This is a huge family favorite. If you are not a fan of swordfish for any reason, feel free to substitute with another firm white fish, like barramundi.
4 6oz portions of swordfish
Salt and Pepper
Olive Oil
1 Cucumber
2-3 plum tomatoes
1/2 Jalapeño pepper
1 lime
To make the salsa, peel the cucumber and cut in half lengthwise.
Using a spoon, remove the seeds from the cucumber.
Cut in long strips, then dice into 1/4 inch cubes and place into a bowl.

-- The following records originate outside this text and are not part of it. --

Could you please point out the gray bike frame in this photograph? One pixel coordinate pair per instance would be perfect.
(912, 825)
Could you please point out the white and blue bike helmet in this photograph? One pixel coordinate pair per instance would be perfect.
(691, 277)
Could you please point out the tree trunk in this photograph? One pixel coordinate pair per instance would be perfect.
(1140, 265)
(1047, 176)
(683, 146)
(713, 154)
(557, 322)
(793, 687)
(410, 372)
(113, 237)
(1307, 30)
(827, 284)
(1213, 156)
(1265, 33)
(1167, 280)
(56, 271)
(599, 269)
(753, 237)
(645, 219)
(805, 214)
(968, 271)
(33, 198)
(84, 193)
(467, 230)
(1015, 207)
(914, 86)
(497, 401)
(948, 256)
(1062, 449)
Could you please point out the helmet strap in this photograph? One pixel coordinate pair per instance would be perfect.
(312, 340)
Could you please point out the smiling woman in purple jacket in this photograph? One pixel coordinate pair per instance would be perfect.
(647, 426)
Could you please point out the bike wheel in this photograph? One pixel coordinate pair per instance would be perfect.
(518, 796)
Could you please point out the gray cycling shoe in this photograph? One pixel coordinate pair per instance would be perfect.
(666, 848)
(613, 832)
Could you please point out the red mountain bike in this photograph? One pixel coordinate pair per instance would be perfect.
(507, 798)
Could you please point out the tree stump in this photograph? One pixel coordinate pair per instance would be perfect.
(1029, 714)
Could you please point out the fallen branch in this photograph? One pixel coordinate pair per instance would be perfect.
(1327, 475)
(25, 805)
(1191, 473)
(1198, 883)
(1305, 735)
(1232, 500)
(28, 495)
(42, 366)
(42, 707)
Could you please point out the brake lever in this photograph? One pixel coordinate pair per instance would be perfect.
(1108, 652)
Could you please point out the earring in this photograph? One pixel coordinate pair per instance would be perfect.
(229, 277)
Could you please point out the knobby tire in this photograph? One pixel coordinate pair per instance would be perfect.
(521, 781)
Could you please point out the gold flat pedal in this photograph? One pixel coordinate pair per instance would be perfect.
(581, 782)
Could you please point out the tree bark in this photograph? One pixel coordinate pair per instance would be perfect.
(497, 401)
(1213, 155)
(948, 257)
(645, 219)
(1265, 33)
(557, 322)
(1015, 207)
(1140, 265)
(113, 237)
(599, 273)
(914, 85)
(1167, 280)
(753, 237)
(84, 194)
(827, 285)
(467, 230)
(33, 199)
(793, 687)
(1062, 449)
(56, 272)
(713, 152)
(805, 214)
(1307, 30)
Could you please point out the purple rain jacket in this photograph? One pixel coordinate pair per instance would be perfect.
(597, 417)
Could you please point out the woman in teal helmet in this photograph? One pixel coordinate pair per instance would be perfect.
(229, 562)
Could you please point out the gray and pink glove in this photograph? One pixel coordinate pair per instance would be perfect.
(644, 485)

Halve the tomatoes, and remove the seeds with the spoon.
Dice and add to the bowl.
Halve the jalapeño and remove the seeds. (Use the whole thing if you like it spicier)
Dice and add to the bowl.
Juice the lime and add it to the bowl.
Add 2-3 tbsp good, unfiltered olive oil.
Add Salt and pepper to taste.
Mix to combine and set aside to let the flavors mingle and meld together.
Liberally oil both sides of the swordfish, and sprinkle with salt and pepper.
Over direct, medium high heat – grill the fish 6-8 min a side till cooked through.
I like to serve the fish on the plate with a generous spoon or two of the salsa on top. The salsa really brightens up the fish. I typically serve this with a fruity spinach salad and steamed broccolini.